The Orioles Define Themselves In One Ten-Second Play  05/17/2019 19:39:00 

There is failure and then there is spectacular failure. On Thursday, the Orioles provided the platonic ideal of the latter. (AP Photo/Frank Franklin II)


Who are the Baltimore Orioles? We could answer that questions with breakdowns of each player, each contract, the farm system, the front office, the history of how they got to where they are today. Or, you could sum it up in ten seconds:

We don't have words to describe this highlight.

Just take a look.

 Cut4 (@Cut4) May 17, 2019

The Orioles are bad  you already knew that -- but this play transcends bad. This is sublime. The potential of seeing a play like this is just as good a reason to watch baseball as a Pete Alonso moonshot or Chris Sale striking out 17 batters. Those are examples of feats that 99.99% of us would have no chance of doing, but this Orioles mishap is the folly of humanity in baseball form. Lets take a closer look, shall we?

First, the situation. Its the bottom of the seventh inning, bases loaded, and the score is 9-7 Cleveland. The Orioles are losing, but they have scored seven runs already and they only need two more to tie. Richard Bleier is on the mound, trying to keep his team in it with a strikeout or better yet, a groundball hit straight at an infielder. Jason Kipnis is at the plate with a chance to put the game out of reach. Once a fearsome hitter, Kipnis is barely hanging on these days. This season and the previous two, he has shifted to a flyball-heavy approach, leading to more home runs at the cost of his batting average. This season, the home runs havent shown up yet, and hes been one of the least dangerous hitters in baseball with a regularish lineup spot. Hes been especially tame against lefties. Bleier, a lefty and a groundball specialist, couldnt ask for a more manageable adversary.

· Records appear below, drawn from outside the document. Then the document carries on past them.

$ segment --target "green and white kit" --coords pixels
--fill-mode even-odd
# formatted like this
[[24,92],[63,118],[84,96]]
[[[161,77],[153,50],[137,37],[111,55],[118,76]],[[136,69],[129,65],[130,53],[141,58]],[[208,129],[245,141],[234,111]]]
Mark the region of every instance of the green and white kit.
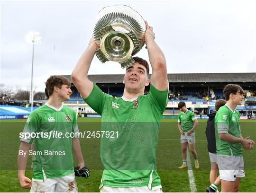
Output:
[[[46,104],[33,111],[27,118],[23,132],[51,133],[50,138],[21,138],[20,140],[34,141],[33,180],[43,182],[46,178],[59,178],[74,172],[72,138],[65,133],[78,132],[74,111],[64,106],[57,109]],[[61,137],[53,133],[62,133]]]
[[160,122],[167,105],[168,90],[150,84],[149,93],[128,100],[114,98],[94,84],[84,99],[101,115],[101,131],[118,132],[102,137],[101,157],[105,167],[101,185],[113,187],[161,188],[156,172],[155,150]]

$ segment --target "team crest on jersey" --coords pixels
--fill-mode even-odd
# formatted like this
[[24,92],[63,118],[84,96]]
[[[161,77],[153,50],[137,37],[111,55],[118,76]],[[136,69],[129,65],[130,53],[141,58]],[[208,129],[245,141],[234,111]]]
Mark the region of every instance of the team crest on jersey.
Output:
[[138,99],[137,98],[136,101],[134,102],[133,105],[132,106],[132,108],[137,109],[138,106]]
[[30,117],[27,117],[27,123],[29,123],[30,122]]
[[73,182],[68,183],[68,190],[72,191],[74,188],[74,183]]
[[67,121],[71,121],[70,116],[68,114],[66,114],[66,120]]
[[114,103],[113,102],[112,102],[112,108],[114,108],[116,109],[119,109],[119,107],[120,107],[120,105],[116,103]]
[[224,120],[227,120],[227,114],[222,114],[222,119]]
[[49,122],[53,122],[54,121],[55,121],[55,119],[54,117],[49,117],[48,118],[48,121]]

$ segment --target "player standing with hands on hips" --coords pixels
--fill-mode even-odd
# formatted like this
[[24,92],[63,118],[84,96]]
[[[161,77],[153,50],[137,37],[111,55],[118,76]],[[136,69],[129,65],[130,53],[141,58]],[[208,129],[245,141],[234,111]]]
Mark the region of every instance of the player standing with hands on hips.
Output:
[[[169,83],[165,56],[154,40],[153,27],[145,23],[145,42],[152,68],[150,80],[147,62],[133,57],[135,62],[126,69],[124,77],[123,96],[113,98],[102,92],[88,78],[99,48],[93,38],[72,73],[73,82],[84,101],[101,115],[101,131],[111,129],[119,133],[115,138],[101,138],[101,157],[105,167],[101,192],[162,192],[155,150]],[[144,95],[149,85],[149,92]]]
[[195,149],[195,132],[198,125],[198,122],[195,114],[186,107],[186,104],[184,102],[180,102],[178,107],[182,111],[178,116],[178,128],[181,133],[181,143],[182,149],[183,164],[179,167],[179,169],[184,169],[187,167],[187,149],[188,144],[189,150],[193,154],[195,160],[195,167],[196,169],[199,168],[199,163],[197,160],[197,156]]

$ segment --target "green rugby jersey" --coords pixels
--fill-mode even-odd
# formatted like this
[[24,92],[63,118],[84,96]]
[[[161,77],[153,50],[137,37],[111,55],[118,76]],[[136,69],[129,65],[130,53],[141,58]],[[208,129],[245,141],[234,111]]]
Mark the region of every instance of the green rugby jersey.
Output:
[[226,133],[240,138],[239,121],[238,111],[233,111],[227,104],[218,111],[214,119],[217,155],[242,156],[241,143],[221,140],[218,135],[219,133]]
[[[30,114],[23,132],[38,133],[38,136],[21,138],[20,140],[30,144],[34,141],[34,181],[44,181],[46,178],[60,177],[74,172],[72,138],[66,137],[65,133],[78,132],[75,113],[66,106],[62,106],[57,109],[46,103]],[[43,136],[39,134],[41,132]],[[61,137],[57,137],[57,135],[54,137],[53,133],[62,134]],[[48,137],[45,135],[47,134]]]
[[104,93],[94,84],[84,99],[101,115],[102,131],[118,132],[118,137],[115,134],[114,138],[101,138],[101,158],[105,169],[100,188],[102,185],[161,187],[155,150],[168,90],[159,91],[151,84],[150,87],[147,95],[129,101]]
[[[195,114],[189,110],[186,113],[182,112],[178,115],[178,122],[181,123],[181,129],[184,132],[188,132],[193,128],[195,119],[196,119]],[[194,130],[192,133],[195,132]]]

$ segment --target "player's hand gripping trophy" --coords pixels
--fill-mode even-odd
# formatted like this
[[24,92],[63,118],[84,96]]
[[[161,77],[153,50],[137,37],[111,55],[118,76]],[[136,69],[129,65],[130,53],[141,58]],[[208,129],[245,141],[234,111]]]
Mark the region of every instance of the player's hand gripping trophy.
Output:
[[93,39],[99,49],[95,51],[102,62],[111,61],[119,63],[122,68],[135,61],[135,55],[145,44],[146,26],[137,12],[125,5],[105,7],[97,16]]

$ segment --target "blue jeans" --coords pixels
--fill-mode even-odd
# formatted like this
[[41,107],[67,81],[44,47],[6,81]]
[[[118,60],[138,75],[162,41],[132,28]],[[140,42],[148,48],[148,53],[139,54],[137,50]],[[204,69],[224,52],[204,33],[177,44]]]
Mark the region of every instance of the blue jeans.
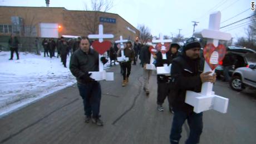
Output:
[[83,101],[85,115],[99,118],[100,113],[101,90],[100,83],[91,82],[86,84],[77,83],[79,92]]
[[170,135],[170,142],[171,144],[178,144],[181,137],[182,126],[186,120],[189,126],[190,132],[186,144],[199,143],[200,136],[203,131],[203,112],[196,113],[187,113],[174,108],[174,116]]

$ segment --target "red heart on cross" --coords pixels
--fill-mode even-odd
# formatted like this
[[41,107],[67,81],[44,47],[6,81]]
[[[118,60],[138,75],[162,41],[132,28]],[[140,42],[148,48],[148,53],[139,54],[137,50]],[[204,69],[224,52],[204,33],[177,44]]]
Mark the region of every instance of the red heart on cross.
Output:
[[155,55],[157,52],[157,50],[154,48],[152,46],[150,46],[149,48],[149,50],[150,52],[150,53],[152,53],[152,54],[153,55]]
[[156,47],[157,51],[160,51],[163,54],[166,53],[169,49],[170,49],[170,43],[165,43],[164,46],[165,47],[165,50],[161,49],[162,49],[162,44],[160,43],[156,44]]
[[92,46],[93,49],[102,55],[110,48],[111,44],[111,42],[107,41],[103,41],[102,42],[95,41],[92,43]]
[[226,48],[223,44],[215,47],[213,43],[207,44],[204,48],[204,57],[212,70],[214,69],[225,57]]

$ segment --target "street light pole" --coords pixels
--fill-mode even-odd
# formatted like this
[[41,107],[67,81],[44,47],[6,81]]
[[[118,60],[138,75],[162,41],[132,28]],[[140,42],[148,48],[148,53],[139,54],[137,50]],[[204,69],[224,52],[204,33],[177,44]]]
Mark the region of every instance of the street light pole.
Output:
[[199,23],[199,22],[195,22],[195,21],[192,21],[192,22],[194,22],[194,24],[193,26],[194,26],[194,28],[193,28],[193,34],[192,35],[192,37],[194,37],[194,32],[195,32],[195,27],[196,26],[198,25],[198,23]]

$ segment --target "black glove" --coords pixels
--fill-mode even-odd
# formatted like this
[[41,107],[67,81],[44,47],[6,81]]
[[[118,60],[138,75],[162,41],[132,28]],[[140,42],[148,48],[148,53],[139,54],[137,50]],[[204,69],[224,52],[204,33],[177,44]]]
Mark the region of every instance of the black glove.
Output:
[[92,78],[90,76],[92,75],[91,73],[88,74],[85,74],[82,75],[81,78],[83,80],[83,81],[86,83],[91,82],[95,81],[95,80]]
[[105,57],[102,57],[100,58],[100,61],[103,63],[103,64],[105,64],[107,62],[107,61],[109,61],[109,59],[106,59]]

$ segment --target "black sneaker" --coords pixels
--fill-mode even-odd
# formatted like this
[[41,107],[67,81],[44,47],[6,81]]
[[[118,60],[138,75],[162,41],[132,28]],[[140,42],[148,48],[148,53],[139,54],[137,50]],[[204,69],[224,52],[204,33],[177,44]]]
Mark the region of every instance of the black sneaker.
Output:
[[174,113],[174,112],[173,111],[173,108],[171,107],[169,107],[169,111],[171,113]]
[[91,120],[91,116],[85,116],[85,122],[88,123],[88,122],[90,122],[90,120]]
[[157,110],[159,111],[163,112],[164,111],[164,108],[161,105],[157,105]]
[[103,126],[103,121],[101,121],[99,118],[92,118],[92,122],[99,126]]

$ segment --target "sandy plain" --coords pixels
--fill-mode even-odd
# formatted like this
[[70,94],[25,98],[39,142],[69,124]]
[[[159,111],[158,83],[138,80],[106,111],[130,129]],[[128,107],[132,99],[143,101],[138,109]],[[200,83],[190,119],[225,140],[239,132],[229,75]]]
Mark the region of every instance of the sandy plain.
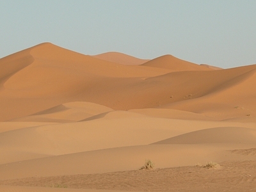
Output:
[[255,72],[51,43],[3,58],[0,191],[255,191]]

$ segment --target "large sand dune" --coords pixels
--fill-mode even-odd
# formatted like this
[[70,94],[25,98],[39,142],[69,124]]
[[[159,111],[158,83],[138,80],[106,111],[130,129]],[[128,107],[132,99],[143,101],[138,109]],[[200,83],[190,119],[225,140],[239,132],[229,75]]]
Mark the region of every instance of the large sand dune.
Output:
[[255,72],[50,43],[3,58],[0,191],[253,191]]

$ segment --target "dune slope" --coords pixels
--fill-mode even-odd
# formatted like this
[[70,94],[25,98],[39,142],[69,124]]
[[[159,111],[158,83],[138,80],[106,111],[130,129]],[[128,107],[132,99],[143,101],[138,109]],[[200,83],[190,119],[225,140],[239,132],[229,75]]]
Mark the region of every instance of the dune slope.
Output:
[[[253,191],[255,82],[256,65],[92,56],[51,43],[1,58],[0,190]],[[145,159],[155,168],[140,170]],[[220,165],[199,166],[210,161]]]

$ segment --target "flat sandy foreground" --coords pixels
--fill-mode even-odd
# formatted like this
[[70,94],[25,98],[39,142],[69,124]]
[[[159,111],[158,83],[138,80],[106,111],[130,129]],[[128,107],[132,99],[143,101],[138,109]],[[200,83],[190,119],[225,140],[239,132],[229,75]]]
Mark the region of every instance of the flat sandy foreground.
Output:
[[171,55],[1,58],[0,191],[256,191],[255,84]]

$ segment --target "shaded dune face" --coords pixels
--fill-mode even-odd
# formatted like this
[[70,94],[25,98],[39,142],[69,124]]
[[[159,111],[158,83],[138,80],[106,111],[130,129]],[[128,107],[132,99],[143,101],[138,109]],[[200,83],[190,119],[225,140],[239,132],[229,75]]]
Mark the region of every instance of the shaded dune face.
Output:
[[[0,191],[252,191],[255,82],[255,65],[221,69],[171,55],[92,56],[44,43],[6,56]],[[157,169],[140,170],[145,159]],[[220,165],[204,166],[211,161]]]
[[93,58],[125,65],[138,65],[149,61],[117,52],[108,52],[92,56]]
[[[170,55],[127,66],[49,43],[7,56],[0,63],[0,102],[5,108],[2,120],[76,101],[116,110],[163,107],[195,112],[189,104],[196,100],[200,106],[200,98],[207,95],[221,93],[222,98],[236,100],[232,91],[225,90],[243,86],[245,81],[253,82],[256,68],[250,65],[214,70]],[[248,86],[242,94],[248,92],[255,94],[255,89]],[[215,96],[204,99],[204,103],[214,102]],[[234,104],[241,103],[237,102]],[[8,107],[12,105],[16,108],[14,113],[11,111],[14,106]]]
[[152,144],[254,143],[256,131],[246,127],[214,127],[181,134]]

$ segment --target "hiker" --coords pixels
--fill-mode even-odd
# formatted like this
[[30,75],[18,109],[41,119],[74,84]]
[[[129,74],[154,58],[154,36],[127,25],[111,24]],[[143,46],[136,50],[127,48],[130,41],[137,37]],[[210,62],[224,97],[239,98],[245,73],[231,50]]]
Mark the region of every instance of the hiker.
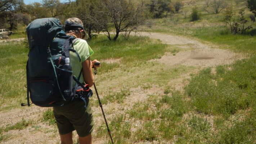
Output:
[[[78,18],[73,18],[65,22],[65,32],[71,36],[80,38],[73,44],[73,48],[81,57],[81,62],[77,59],[77,56],[73,53],[70,53],[71,64],[73,75],[78,77],[81,69],[82,74],[80,82],[92,86],[94,82],[92,67],[98,67],[94,64],[97,62],[90,60],[90,56],[93,51],[87,44],[86,39],[88,36],[83,27],[82,22]],[[73,85],[76,82],[73,81]],[[74,86],[74,85],[73,86]],[[94,122],[92,110],[89,102],[89,99],[86,99],[87,105],[82,101],[76,100],[62,107],[53,107],[53,112],[57,122],[61,144],[72,144],[72,133],[76,130],[79,136],[79,143],[91,144],[91,133],[93,129]]]

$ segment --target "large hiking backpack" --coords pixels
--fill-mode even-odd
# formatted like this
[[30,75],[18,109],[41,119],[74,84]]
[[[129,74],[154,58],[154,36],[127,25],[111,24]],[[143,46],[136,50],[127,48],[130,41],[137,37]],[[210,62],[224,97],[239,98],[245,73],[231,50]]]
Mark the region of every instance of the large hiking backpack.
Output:
[[[77,79],[72,71],[63,68],[70,51],[81,61],[70,48],[77,39],[66,35],[59,20],[53,18],[33,21],[27,27],[27,34],[30,49],[26,66],[28,105],[30,95],[33,103],[42,107],[62,106],[80,99],[86,106],[85,99],[92,91],[79,82],[82,70]],[[73,79],[77,84],[72,87]]]

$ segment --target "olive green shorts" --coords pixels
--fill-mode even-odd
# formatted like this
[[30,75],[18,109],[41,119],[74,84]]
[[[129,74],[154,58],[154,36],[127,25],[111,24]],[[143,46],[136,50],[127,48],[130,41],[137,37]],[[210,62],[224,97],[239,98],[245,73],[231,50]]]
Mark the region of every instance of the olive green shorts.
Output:
[[82,101],[72,102],[62,107],[54,107],[53,113],[59,132],[64,135],[76,130],[80,137],[90,134],[93,129],[93,111],[89,99],[87,108]]

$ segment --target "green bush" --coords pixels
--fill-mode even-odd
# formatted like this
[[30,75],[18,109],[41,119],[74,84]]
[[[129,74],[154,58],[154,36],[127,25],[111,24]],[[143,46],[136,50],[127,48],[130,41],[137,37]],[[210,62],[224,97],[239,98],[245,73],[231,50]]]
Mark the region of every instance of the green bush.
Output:
[[199,20],[200,19],[200,13],[197,10],[197,7],[194,7],[192,9],[192,13],[190,15],[190,21],[193,22]]
[[208,68],[193,77],[185,90],[200,112],[228,117],[255,102],[256,57],[238,60],[229,67],[219,66],[216,73]]

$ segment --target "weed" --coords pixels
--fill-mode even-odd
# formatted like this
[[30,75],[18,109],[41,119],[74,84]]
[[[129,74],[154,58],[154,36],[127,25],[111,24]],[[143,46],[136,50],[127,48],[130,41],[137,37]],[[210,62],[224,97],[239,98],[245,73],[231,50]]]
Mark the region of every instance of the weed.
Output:
[[48,125],[50,125],[56,123],[56,120],[52,108],[48,108],[43,113],[42,121],[47,122]]
[[197,109],[227,118],[238,110],[250,107],[254,101],[255,62],[256,57],[252,57],[238,61],[231,65],[232,70],[227,66],[218,66],[216,74],[208,68],[192,78],[185,89]]
[[26,121],[23,118],[21,121],[18,122],[15,124],[8,125],[4,129],[4,131],[7,132],[10,130],[22,130],[31,125],[33,123],[33,121],[31,120]]
[[165,89],[163,91],[163,93],[165,94],[168,94],[170,93],[171,91],[170,89],[170,86],[166,86]]
[[207,131],[211,128],[211,125],[205,118],[195,115],[190,116],[188,120],[189,126],[196,131]]
[[103,104],[107,104],[108,103],[111,103],[117,102],[121,103],[123,102],[125,99],[131,94],[131,92],[129,89],[122,89],[120,92],[109,92],[105,95],[102,100]]

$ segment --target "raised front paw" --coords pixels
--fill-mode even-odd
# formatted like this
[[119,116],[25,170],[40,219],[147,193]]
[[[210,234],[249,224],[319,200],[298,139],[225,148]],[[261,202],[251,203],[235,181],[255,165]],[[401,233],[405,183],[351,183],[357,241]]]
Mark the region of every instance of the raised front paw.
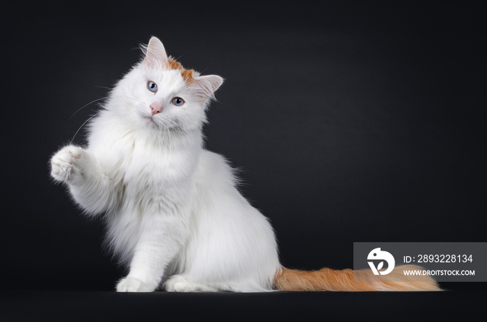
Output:
[[157,285],[150,285],[137,278],[125,278],[117,284],[117,291],[119,292],[150,292],[156,289]]
[[61,149],[51,158],[51,176],[62,183],[73,183],[81,179],[88,161],[86,153],[77,146]]

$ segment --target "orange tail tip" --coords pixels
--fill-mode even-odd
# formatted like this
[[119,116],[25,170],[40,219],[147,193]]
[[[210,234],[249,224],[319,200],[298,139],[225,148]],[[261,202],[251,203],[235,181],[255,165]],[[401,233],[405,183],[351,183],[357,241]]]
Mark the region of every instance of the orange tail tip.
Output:
[[[369,269],[338,271],[324,268],[306,271],[282,267],[276,274],[274,286],[279,291],[441,291],[438,283],[429,276],[413,277],[401,274],[403,269],[420,269],[415,265],[397,266],[387,276],[381,276],[378,280]],[[418,278],[422,280],[418,281]]]

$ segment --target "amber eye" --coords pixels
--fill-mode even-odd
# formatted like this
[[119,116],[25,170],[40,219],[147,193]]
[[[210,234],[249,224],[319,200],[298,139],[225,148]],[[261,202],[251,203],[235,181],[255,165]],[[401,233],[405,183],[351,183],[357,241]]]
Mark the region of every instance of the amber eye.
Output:
[[176,106],[181,106],[184,103],[184,100],[182,99],[181,97],[175,97],[173,99],[173,101],[171,101],[171,103]]
[[150,92],[153,92],[155,93],[156,92],[157,92],[157,84],[149,80],[147,83],[147,89],[149,90]]

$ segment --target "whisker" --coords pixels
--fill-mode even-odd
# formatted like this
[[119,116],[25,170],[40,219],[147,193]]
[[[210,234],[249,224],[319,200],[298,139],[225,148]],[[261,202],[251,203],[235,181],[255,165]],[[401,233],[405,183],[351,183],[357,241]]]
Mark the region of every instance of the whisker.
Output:
[[88,104],[83,105],[83,106],[82,108],[79,108],[76,112],[74,112],[72,114],[72,115],[71,115],[71,116],[70,117],[69,119],[71,119],[71,118],[72,118],[72,117],[74,117],[74,115],[75,115],[76,113],[77,113],[77,112],[79,112],[80,110],[83,110],[84,108],[86,108],[86,107],[88,106],[88,105],[92,104],[92,103],[95,103],[95,102],[97,102],[98,101],[101,101],[101,100],[102,100],[102,99],[106,99],[105,97],[102,97],[102,98],[97,99],[95,99],[95,100],[94,100],[94,101],[90,101],[90,102],[88,103]]

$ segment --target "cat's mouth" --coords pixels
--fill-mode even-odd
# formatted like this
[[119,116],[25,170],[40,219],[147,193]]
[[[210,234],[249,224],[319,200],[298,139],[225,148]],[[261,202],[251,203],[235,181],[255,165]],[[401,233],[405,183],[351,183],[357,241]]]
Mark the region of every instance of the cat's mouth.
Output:
[[143,116],[142,117],[146,125],[154,126],[156,125],[156,122],[154,121],[154,118],[150,116]]

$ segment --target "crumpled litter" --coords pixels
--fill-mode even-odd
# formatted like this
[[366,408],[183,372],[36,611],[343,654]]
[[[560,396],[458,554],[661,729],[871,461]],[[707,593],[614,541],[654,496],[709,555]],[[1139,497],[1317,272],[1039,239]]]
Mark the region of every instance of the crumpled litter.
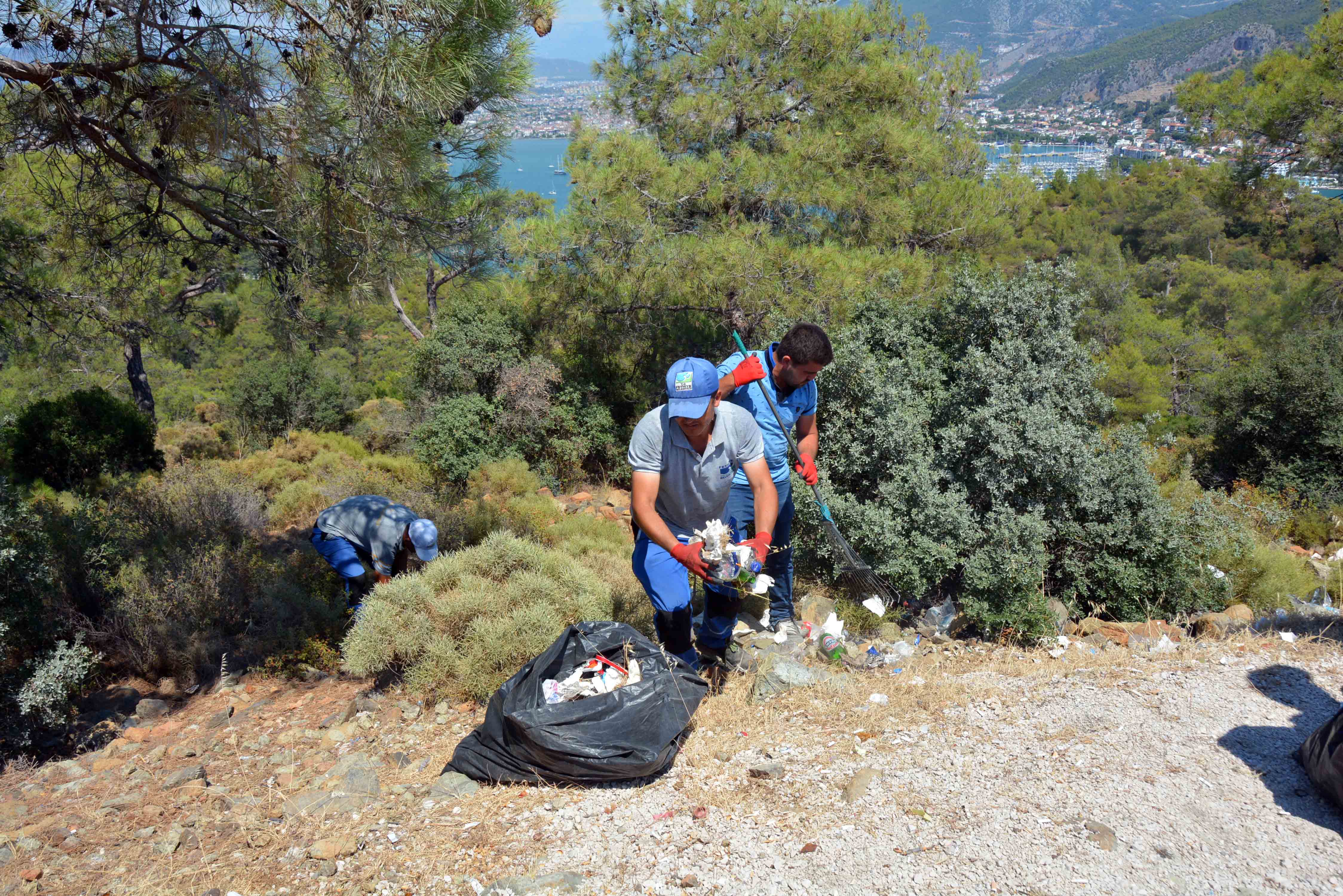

On the first pitch, Bleier throws his sinker  his main pitch  and Kipnis does exactly what the Orioles are hoping for, tapping a groundball straight at second baseman Hanser Alberto, who fields the ball in the middle of the basepath. A quick 4-6-3, and theyll be out of the inning. If for some reason Alberto doesnt feel theyll get Kipnis at first, he can get the force at home. Alberto selected Option C: run toward first base with the intention of tagging the runner, then tossing to Chris Davis at first for the third out.

Perhaps Alberto needed a little variety, because the exact same scenario happened the previous inning. Just like the seventh inning, in the sixth Cleveland loaded the bases for Jason Kipnis, who hit a groundball to Alberto. In the sixth, Alberto threw to second and got the double play (allowing a run to score). In the seventh his variation on a theme likely would have worked, except Francisco Lindor, on his way to second, did what runners tend to do when a fielder is running straight at them with the ball: he stopped and started to run the other way.

Now Alberto needed to make another split-second decision, because in a moment, Kipnis would reach first. Alberto decided to throw to first, figuring, presumably, that they could get Kipnis, and then get Lindor in a rundown. Sometimes, we make decisions in life and immediately lose the ability to change course, whether through mental inertia or physical momentum. It seems Alberto was experiencing a little of both as he crashed into the runner he had been trying to tag out a moment ago, but not actually tagging that runner or throwing in time to get Kipnis.

After all that, there was still time for one more mistake. Chris Davis took a few steps toward Lindor, but those steps cost him any chance of catching the speedy Leonys Martin, who had begun the play on second base and was now racing toward home. Martin scored easily and Lindor was safe at second. The Orioles had turned an easy double play into two runs and zero outs without recording a fielding error. Carlos Santana followed that up with a double to left, and it was 13-7.

The term spectacular failure is generally deployed to mean big failure or for the more hyperbolic, simply failure. But this play is equal parts spectacle and failure, and in that, it is perfect.